Plaintiff in error brought an action of assumpsit against defendants in error, in the Circuit Court of Volusia county. Each defendant entered his separate appearance, and separate defaults were entered against them for failure to plead. Afterwards plaintiff filed proof of his claim and the clerk entered a final judgment against the defendants as late partners. After the expiration of sixty days from the entry of the final judgment, the defendant Lansing filed his motion to vacate the judgment, which was granted and said defendant permitted to plead. Such proceedings were afterwards had that on November 22, 1901, the court made an order sustaining a demurrer filed by Lansing to the declaration, and dismissed the case as to him. Plaintiff sued out a writ of error, which this court dismissed at a former term, on the ground that as the case had never been disposed of as to Curry the order dismissing the case as to Lansing was not such a final judgment as would support a writ of error. Ropes v. Lansing, 46 Fla. 231, 35 South. Rep. 863. The present writ of error was sued out August 4th, 1904, and states the date of the judgment as “2nd day of July, A. D. 1904.” There is a recital in the record now before us that “on the 2nd day of July, 1904, judgment was entered *227by the clerk in favor of the plaintiff and against J. J. Curry,” but this is a mere recital of the clerk, and the judgment referred to is not incorporated in the record.
The plaintiff in his written directions to the clerk, required him to recite the judgment, and, the recital quoted was evidently inserted in pursuance of those directions.
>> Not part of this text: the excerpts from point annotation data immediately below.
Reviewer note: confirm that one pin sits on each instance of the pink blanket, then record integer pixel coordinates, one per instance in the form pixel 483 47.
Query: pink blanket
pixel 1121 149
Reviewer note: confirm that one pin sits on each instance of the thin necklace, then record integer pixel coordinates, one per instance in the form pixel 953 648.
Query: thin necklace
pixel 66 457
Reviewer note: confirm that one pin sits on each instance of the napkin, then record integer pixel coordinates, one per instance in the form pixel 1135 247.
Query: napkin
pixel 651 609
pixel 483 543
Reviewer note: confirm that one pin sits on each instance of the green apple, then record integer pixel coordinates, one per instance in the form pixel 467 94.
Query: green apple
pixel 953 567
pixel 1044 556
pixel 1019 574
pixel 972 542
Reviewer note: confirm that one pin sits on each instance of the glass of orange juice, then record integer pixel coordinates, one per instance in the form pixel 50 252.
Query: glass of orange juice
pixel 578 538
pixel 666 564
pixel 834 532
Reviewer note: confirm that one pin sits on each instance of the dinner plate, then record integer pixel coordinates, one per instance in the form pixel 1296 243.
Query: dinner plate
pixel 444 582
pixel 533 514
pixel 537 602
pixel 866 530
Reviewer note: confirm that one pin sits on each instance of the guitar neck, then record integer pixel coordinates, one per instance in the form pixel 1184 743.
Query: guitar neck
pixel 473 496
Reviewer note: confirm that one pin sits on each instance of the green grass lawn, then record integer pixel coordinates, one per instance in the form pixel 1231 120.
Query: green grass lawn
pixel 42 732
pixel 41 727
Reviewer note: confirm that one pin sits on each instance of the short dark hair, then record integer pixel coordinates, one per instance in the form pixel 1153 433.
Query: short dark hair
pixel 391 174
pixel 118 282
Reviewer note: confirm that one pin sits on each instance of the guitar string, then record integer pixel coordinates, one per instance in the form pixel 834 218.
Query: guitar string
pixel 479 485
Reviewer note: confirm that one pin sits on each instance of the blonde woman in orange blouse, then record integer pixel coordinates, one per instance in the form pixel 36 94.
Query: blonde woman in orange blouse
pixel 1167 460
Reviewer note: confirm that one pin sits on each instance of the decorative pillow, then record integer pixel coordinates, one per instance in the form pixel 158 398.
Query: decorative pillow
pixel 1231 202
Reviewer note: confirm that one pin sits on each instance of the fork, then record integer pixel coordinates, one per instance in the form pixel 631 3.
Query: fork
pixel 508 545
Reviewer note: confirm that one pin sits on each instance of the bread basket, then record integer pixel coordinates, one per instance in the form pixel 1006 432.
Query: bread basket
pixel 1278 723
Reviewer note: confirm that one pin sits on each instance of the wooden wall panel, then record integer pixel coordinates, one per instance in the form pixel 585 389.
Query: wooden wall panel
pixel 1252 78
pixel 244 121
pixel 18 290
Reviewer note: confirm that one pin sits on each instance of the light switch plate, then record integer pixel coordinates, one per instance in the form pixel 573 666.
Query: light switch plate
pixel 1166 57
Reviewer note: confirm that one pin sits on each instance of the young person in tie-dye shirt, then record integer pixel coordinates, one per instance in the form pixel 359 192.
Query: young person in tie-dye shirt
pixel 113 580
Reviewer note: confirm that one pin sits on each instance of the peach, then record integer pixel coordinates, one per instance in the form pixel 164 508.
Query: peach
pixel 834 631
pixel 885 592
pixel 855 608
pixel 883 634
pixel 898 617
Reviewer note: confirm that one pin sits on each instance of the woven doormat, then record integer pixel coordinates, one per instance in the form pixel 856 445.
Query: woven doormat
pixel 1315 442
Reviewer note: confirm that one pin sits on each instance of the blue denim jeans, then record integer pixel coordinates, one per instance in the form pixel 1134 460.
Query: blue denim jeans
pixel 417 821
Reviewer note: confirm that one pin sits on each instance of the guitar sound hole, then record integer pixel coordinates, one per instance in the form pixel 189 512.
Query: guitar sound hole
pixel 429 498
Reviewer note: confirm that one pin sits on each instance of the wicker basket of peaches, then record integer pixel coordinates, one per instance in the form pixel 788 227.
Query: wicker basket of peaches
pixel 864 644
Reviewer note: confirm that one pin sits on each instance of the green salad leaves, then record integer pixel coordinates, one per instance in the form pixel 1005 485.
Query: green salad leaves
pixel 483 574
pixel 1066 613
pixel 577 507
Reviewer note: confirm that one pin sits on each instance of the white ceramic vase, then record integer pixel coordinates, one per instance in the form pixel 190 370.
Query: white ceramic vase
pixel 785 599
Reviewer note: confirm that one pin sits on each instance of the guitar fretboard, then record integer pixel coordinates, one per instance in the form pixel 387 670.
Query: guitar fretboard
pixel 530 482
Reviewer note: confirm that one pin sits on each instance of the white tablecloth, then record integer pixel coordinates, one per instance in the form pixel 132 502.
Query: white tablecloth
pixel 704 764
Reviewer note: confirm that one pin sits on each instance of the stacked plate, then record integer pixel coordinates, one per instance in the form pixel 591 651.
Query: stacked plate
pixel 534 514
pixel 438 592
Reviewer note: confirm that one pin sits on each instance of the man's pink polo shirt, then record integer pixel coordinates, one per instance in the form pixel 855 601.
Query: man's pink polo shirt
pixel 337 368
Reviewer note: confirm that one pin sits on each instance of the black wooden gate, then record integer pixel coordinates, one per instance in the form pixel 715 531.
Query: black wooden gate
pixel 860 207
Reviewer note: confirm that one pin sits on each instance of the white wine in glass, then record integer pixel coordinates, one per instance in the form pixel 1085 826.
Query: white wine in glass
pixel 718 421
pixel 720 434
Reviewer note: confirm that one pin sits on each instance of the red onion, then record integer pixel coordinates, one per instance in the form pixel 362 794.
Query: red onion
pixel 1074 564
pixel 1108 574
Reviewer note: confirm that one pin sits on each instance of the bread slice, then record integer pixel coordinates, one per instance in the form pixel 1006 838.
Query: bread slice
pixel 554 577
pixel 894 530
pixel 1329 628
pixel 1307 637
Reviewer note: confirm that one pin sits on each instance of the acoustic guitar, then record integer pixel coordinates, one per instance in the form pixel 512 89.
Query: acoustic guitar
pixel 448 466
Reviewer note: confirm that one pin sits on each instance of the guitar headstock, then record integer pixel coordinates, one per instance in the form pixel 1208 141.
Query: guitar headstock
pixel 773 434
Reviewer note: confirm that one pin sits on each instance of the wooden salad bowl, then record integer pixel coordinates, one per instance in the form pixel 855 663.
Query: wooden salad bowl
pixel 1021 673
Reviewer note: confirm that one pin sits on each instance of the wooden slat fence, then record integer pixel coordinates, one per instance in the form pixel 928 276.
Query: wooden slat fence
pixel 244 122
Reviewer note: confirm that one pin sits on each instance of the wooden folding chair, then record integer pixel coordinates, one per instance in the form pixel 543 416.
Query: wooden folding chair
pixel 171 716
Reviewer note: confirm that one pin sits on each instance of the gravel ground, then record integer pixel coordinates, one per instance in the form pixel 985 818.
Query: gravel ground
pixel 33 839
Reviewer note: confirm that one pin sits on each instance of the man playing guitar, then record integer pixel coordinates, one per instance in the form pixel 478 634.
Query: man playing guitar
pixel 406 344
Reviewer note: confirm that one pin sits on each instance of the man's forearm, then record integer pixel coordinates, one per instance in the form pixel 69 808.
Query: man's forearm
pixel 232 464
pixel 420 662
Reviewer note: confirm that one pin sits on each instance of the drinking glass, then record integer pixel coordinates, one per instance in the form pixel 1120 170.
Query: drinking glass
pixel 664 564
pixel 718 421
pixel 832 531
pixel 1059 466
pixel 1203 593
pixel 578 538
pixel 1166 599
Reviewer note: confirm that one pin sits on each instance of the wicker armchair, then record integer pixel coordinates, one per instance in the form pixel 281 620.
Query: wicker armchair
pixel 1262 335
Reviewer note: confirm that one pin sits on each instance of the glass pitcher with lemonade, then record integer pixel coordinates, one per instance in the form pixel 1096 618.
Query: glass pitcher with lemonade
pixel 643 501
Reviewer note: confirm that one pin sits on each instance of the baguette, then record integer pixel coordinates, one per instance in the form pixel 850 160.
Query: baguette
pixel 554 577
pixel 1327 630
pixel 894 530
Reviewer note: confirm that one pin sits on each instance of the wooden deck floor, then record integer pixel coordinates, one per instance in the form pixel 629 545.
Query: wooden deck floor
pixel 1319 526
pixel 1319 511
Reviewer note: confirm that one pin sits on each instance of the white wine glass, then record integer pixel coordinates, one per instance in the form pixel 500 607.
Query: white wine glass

It has been frequently held by this court that where the record proper fails to show any final judgment in a case, an appeal or writ of error entered or taken therein will be dismissed. It has also been held that even though the bill of exceptions sets forth or recites the entry of the judgment, that will not suffice to sustain the writ of error. Tunno v. International Railway & Steamship Co., 34 Fla. 300, 16 South. Rep. 180; Vanhorne v. Henderson, 37 Fla. 354, 19 South. Rep. 659.
The only evidence we have of a .judgment ¿gainst Curry is the recital of the clerk quoted above. If we could give effect to such recital its language is not sufficient to show a final judgment, as the character of the'judgment is not mentioned. But we are of opinion that the mere recital of the clerk is not sufficient to authorize this court to assume the existence of a final judgment. The record entry of the supposed final judgment must be set forth in the transcript in order that this court may determine if it constitutes a final judgment. The clerk can not, unless authorized by statute or rule of court, certify to an official fact. He should certify the record itself. By Special Rule 2 the clerk is authorized in certain cases to recite papers and proceedings which show jurisdiction of the court or the regularity of the proceedings in certain cases, but this applies only to the jurisdiction of, and proceedings in, the court below and does not authorize him to recite the fact of the entry of the judgment upon which the writ of error or appeal is based. The form of transcript prescribed by Special Rule 3, contains a direction that the *228judgment.be inserted in full, and the clerk is required to certify that the transcript contains “a correct transcript of the judgment” as well as other matters. The’ authorities hold that a mere recital of the clerk that a final judgment was entered, will not suffice, and the principle governing our former, decisions also leads to the same result. 2 Cyc. 1031; Wheeler v. Scott, 3 Wis. 362; Johnson v. McFall, 61 Mo. 413.
The writ of error will be dismissed for reasons stated, and it will be so ordered.
Whitfield, C. J., and Shackleford, J., concur. Taylor, P. J., and Hooker and Cockrell, JJ., concur in the opinion.